‘Well, he insisted on doing so,’ she replied, in a hesitating, despondent tone. ‘He has been active in the whole matter, and was the first to suggest the invitation. I should not have thought of it.’

‘Well, I will hold aloof till it is all over.’

‘Thanks, dearest, for your considerateness. I wish it was not still advisable! But I shall see you on the day, and watch my own philosopher all through the service from the corner of my pew! . . . I hope you are well prepared for the rite, Swithin?’ she added, turning tenderly to him. ‘It would perhaps be advisable for you to give up this astronomy till the confirmation is over, in order to devote your attention exclusively to that more serious matter.’

‘More serious! Well, I will do the best I can. I am sorry to see that you are less interested in astronomy than you used to be, Viviette.’

‘No; it is only that these preparations for the Bishop unsettle my mind from study. Now put on your other coat and hat, and come with me a little way.’

XXIV

The morning of the confirmation was come. It was mid-May time, bringing with it weather not, perhaps, quite so blooming as that assumed to be natural to the month by the joyous poets of three hundred years ago; but a very tolerable, well-wearing May, that the average rustic would willingly have compounded for in lieu of Mays occasionally fairer, but usually more foul.

Among the larger shrubs and flowers which composed the outworks of the Welland gardens, the lilac, the laburnum, and the guelder-rose hung out their respective colours of purple, yellow, and white; whilst within these, belted round from every disturbing gale, rose the columbine, the peony, the larkspur, and the Solomon’s seal. The animate things that moved amid this scene of colour were plodding bees, gadding butterflies, and numerous sauntering young feminine candidates for the impending confirmation, who, having gaily bedecked themselves for the ceremony, were enjoying their own appearance by walking about in twos and threes till it was time to start.

Swithin St. Cleeve, whose preparations were somewhat simpler than those of the village belles, waited till his grandmother and Hannah had set out, and then, locking the door, followed towards the distant church. On reaching the churchyard gate he met Mr. Torkingham, who shook hands with him in the manner of a man with several irons in the fire, and telling Swithin where to sit, disappeared to hunt up some candidates who had not yet made themselves visible.

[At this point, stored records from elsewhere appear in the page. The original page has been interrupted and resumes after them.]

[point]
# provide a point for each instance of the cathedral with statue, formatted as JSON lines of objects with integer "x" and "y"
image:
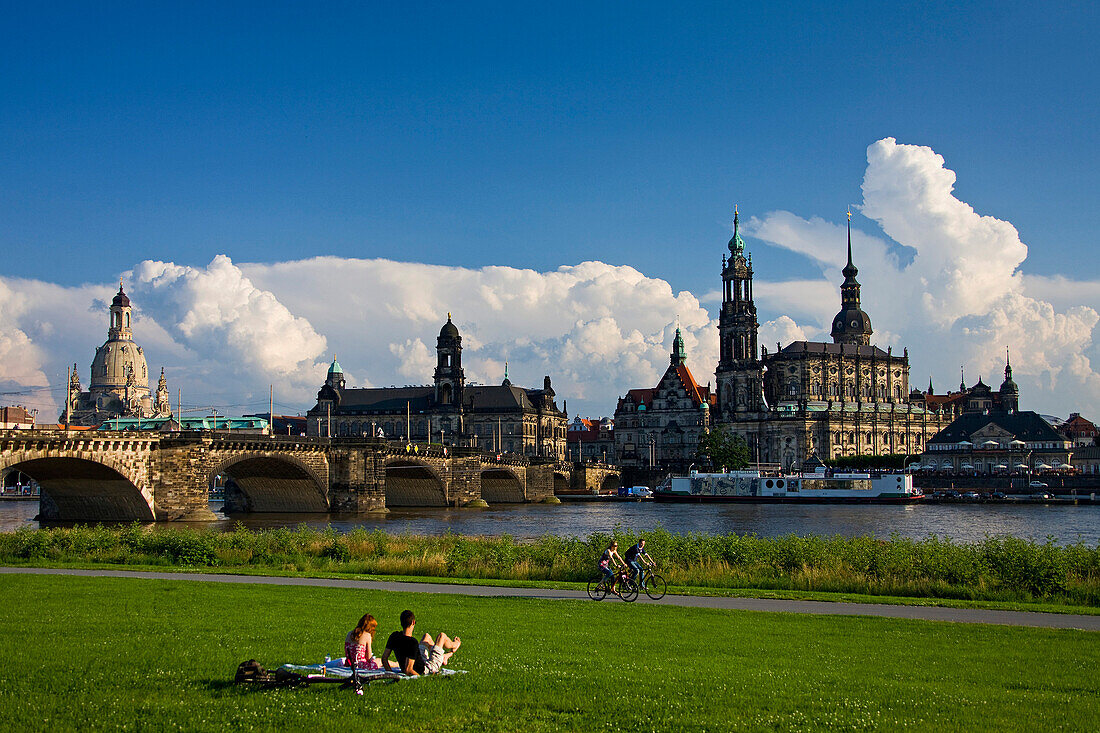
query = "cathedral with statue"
{"x": 118, "y": 383}
{"x": 829, "y": 400}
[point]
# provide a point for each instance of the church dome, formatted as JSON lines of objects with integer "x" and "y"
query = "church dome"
{"x": 113, "y": 362}
{"x": 449, "y": 330}
{"x": 851, "y": 320}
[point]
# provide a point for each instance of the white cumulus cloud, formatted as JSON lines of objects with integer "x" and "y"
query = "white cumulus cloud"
{"x": 960, "y": 298}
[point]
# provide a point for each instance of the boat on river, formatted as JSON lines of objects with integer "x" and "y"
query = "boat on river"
{"x": 816, "y": 488}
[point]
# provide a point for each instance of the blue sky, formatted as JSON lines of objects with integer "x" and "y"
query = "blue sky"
{"x": 472, "y": 135}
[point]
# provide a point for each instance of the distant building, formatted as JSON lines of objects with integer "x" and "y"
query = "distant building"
{"x": 807, "y": 398}
{"x": 17, "y": 418}
{"x": 993, "y": 436}
{"x": 591, "y": 440}
{"x": 1080, "y": 430}
{"x": 502, "y": 418}
{"x": 662, "y": 426}
{"x": 1087, "y": 459}
{"x": 118, "y": 385}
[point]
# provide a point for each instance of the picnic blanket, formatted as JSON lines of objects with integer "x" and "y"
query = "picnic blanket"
{"x": 337, "y": 669}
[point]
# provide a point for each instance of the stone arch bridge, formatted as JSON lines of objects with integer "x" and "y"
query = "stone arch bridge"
{"x": 94, "y": 476}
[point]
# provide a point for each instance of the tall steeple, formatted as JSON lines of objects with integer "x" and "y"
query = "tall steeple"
{"x": 1010, "y": 393}
{"x": 450, "y": 378}
{"x": 679, "y": 356}
{"x": 120, "y": 317}
{"x": 736, "y": 243}
{"x": 739, "y": 374}
{"x": 851, "y": 325}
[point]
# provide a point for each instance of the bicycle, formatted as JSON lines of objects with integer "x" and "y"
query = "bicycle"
{"x": 626, "y": 588}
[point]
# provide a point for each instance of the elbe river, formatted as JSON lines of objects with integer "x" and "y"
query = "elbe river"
{"x": 1066, "y": 524}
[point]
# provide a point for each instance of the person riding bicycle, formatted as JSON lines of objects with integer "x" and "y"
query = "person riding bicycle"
{"x": 636, "y": 557}
{"x": 608, "y": 562}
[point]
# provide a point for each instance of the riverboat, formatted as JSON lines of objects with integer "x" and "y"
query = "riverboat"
{"x": 818, "y": 488}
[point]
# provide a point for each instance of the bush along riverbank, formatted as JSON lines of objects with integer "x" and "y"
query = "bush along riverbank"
{"x": 994, "y": 569}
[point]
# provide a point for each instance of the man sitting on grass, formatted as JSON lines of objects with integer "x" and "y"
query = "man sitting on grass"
{"x": 426, "y": 657}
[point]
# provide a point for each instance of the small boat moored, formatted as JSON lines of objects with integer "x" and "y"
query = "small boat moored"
{"x": 821, "y": 487}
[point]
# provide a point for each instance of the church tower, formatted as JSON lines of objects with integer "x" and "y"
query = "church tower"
{"x": 450, "y": 379}
{"x": 1010, "y": 393}
{"x": 851, "y": 325}
{"x": 739, "y": 374}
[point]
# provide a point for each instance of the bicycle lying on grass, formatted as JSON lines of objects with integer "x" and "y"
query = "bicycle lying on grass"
{"x": 626, "y": 588}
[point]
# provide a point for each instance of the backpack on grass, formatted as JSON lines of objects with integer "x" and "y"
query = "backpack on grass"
{"x": 252, "y": 671}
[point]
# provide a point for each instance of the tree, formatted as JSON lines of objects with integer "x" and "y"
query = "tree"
{"x": 724, "y": 450}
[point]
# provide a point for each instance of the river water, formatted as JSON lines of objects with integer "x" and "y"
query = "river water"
{"x": 959, "y": 522}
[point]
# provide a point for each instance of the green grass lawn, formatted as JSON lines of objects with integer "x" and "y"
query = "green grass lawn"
{"x": 107, "y": 653}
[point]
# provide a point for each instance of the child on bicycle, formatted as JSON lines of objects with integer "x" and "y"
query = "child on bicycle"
{"x": 608, "y": 562}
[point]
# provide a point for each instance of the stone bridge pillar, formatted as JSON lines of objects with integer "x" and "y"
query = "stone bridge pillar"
{"x": 179, "y": 479}
{"x": 539, "y": 482}
{"x": 356, "y": 480}
{"x": 465, "y": 478}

Casting his eyes round for Viviette, and seeing nothing of her, Swithin went on to the church porch, and looked in. From the north side of the nave smiled a host of girls, gaily uniform in dress, age, and a temporary repression of their natural tendency to ‘skip like a hare over the meshes of good counsel.’ Their white muslin dresses, their round white caps, from beneath whose borders hair-knots and curls of various shades of brown escaped upon their low shoulders, as if against their will, lighted up the dark pews and grey stone-work to an unwonted warmth and life. On the south side were the young men and boys,—heavy, angular, and massive, as indeed was rather necessary, considering what they would have to bear at the hands of wind and weather before they returned to that mouldy nave for the last time.